The alleged suspects are Venezuelan army soldiers who were part of a specialized patrol group that has been deployed in the area since October 7.
The victims’ relatives began to look for the missing youths, many of them farm workers. But the authorities never informed them with certainty of their whereabouts.
Days after the disappearances, the Minister of Interior and Justice, Néstor Reverol, held a press conference to praise the alleged success that the PLO had enjoyed in the Mirandine region.
The twelve dead were detained by the military on October 15 under false pretenses: they were not caught committing any crime, and no warrant had been issued for their arrest.
And the case appears to be full of irregularities. Last October 21 the military released eight of twenty youths who had been arrested in a related case.
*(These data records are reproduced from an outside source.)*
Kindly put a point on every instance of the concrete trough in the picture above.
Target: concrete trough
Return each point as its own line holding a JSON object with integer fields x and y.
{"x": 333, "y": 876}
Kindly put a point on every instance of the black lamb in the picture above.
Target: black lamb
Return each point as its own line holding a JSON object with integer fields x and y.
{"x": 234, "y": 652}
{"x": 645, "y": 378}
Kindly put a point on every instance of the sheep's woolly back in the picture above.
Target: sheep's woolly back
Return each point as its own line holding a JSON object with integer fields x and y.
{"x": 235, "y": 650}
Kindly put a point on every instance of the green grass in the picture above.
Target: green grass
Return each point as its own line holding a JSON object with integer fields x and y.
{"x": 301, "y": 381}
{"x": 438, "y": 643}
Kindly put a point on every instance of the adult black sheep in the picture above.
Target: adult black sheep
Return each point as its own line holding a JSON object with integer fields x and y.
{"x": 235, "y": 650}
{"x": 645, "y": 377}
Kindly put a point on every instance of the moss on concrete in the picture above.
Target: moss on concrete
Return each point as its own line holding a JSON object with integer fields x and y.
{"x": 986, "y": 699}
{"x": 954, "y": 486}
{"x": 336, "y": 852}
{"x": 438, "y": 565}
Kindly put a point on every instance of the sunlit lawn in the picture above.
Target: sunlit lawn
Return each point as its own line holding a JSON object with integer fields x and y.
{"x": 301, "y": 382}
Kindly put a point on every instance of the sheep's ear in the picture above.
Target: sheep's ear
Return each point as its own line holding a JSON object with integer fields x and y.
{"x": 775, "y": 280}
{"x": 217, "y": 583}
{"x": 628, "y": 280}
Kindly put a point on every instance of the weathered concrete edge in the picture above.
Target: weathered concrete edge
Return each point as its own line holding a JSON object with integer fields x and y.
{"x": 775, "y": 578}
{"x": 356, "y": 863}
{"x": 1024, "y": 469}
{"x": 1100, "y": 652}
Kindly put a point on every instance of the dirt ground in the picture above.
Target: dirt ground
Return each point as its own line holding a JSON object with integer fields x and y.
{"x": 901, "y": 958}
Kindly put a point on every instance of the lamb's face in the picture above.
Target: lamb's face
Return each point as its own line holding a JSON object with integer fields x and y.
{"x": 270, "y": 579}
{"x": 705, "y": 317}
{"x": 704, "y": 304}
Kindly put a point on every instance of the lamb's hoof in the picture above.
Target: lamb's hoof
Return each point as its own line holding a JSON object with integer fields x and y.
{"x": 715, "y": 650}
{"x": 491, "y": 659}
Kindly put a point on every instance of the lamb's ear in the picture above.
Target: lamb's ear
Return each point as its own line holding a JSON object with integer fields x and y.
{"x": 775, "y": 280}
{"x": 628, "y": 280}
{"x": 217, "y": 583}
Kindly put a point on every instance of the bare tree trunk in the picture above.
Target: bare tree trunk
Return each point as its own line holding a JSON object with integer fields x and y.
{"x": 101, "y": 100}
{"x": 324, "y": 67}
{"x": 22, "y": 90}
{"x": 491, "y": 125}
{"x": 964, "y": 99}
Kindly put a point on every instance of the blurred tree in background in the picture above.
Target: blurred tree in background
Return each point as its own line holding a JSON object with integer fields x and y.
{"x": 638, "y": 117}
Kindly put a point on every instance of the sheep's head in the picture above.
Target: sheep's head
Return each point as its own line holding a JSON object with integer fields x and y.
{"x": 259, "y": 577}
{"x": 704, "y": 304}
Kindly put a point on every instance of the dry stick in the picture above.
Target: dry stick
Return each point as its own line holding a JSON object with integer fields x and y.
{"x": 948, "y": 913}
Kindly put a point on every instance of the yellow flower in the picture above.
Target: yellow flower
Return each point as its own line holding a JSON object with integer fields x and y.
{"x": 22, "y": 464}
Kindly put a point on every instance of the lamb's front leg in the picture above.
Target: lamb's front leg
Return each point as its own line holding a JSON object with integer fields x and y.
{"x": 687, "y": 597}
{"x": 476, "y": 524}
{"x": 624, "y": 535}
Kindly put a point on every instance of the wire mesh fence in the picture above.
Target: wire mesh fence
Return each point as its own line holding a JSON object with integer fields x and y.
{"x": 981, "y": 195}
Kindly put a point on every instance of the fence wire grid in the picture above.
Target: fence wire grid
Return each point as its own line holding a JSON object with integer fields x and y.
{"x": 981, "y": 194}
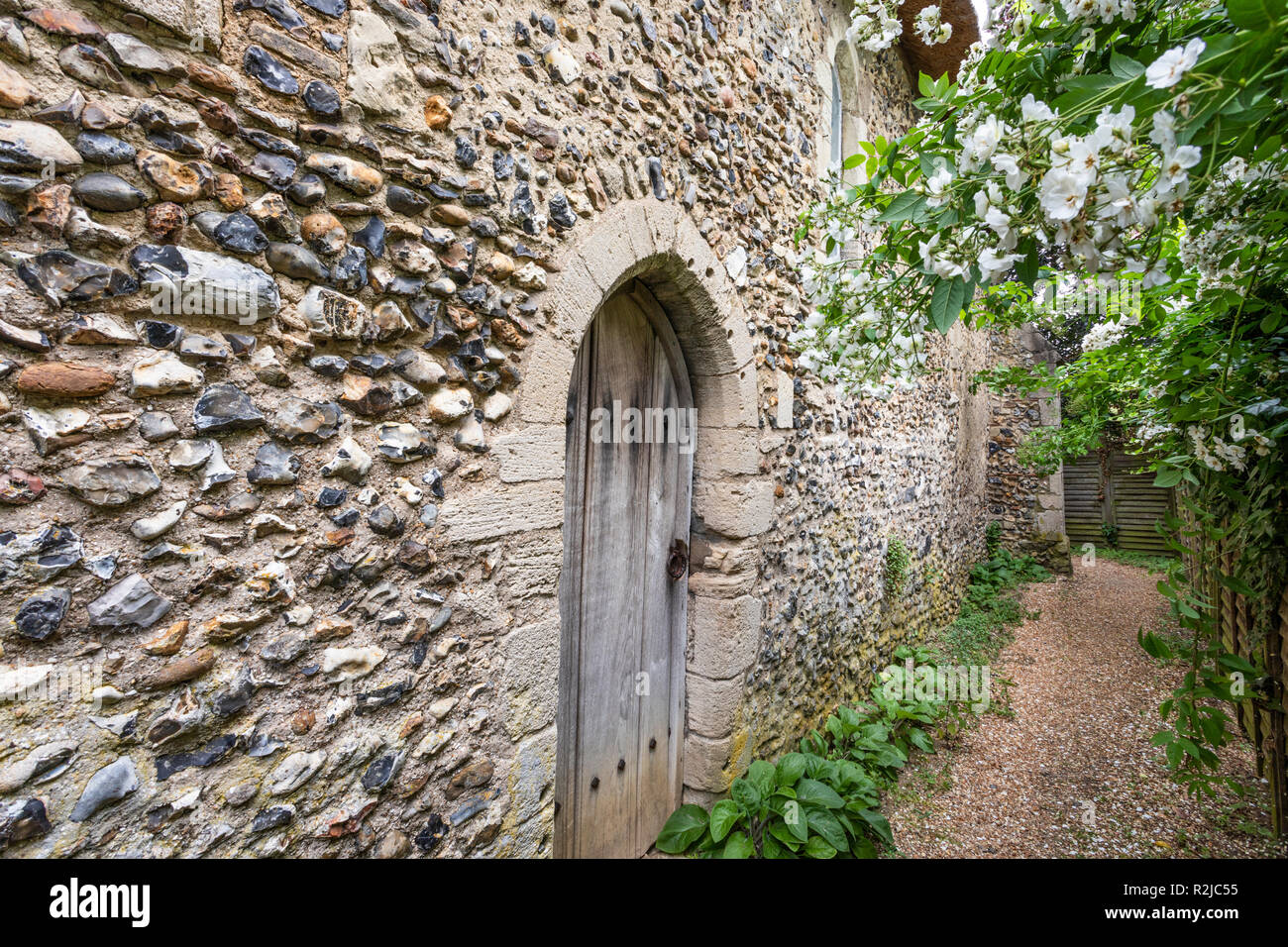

According to relatives, they were in serious condition, because “they were tortured and forced to sign documents against their will without having read them.” Some of them could not read or write.
After being informed of this, and of the repeated denunciations of the relatives of the twelve disappeared, the International Secretariat of the World Organization Against Torture (OMCT) publicized the case in conjunction with the Network of Support for Justice and Peace.
The OMTC urged the Venezuelan authorities to take all necessary measures to find the whereabouts of the young men and to guarantee their physical safety.
The petitions were officially presented to President Nicolás Maduro, Attorney General Luisa Ortega Díaz, and ombudsman Tarek William Saab.
The gruesome discovery occurred Friday November 25, when two mass graves were found in the municipalities of Acevedo and Brión in the state of Miranda.
The Venezuelan National Armed Forces (FANB) issued a statement expressing “its deepest dismay” regarding the case in which military “who carried out reconnaissance and patrol operations to ensure security […] murdered several citizens.”
For his part, the Minister of Interior Relations and Justice, Néstor Reverol Torres, reported on the finding. Nevertheless he denied that the deaths occurred within the framework of the PLO. On the contrary, he argued that the operation was initiated after the local residents denounced arbitrary evictions “by groups generating violence linked to Colombian paramilitaries and organized crime.”
Massacres and mass graves have become customary in Venezuela.
In March 2016, 28 miners died in the Tumeremo region of southern Bolivar state, in a clash which allegedly involved battling criminal gangs for control of mining territory.
This massacre became the most serious in the history of the country, after the Caracazo.
The Caracazo was a series of protests and riots in Venezuela during the government of Carlos Andres Perez, which began on February 27 and ended on March 8, 1989, in the city of Caracas. Although the official figures report 276 dead and numerous injured, some unofficial reports speak of more than 300 people deceased and 2,000 disappeared.
In May of 2015, 12 corpses were found in two mass graves located in Ureña in Táchira state, on the Colombian Venezuelan border.
The finding came after authorities received information from a suspected paramilitary who had been arrested. He confessed to knowledge of multiple homicide committed at the end of last year by subjects belonging to criminal bands.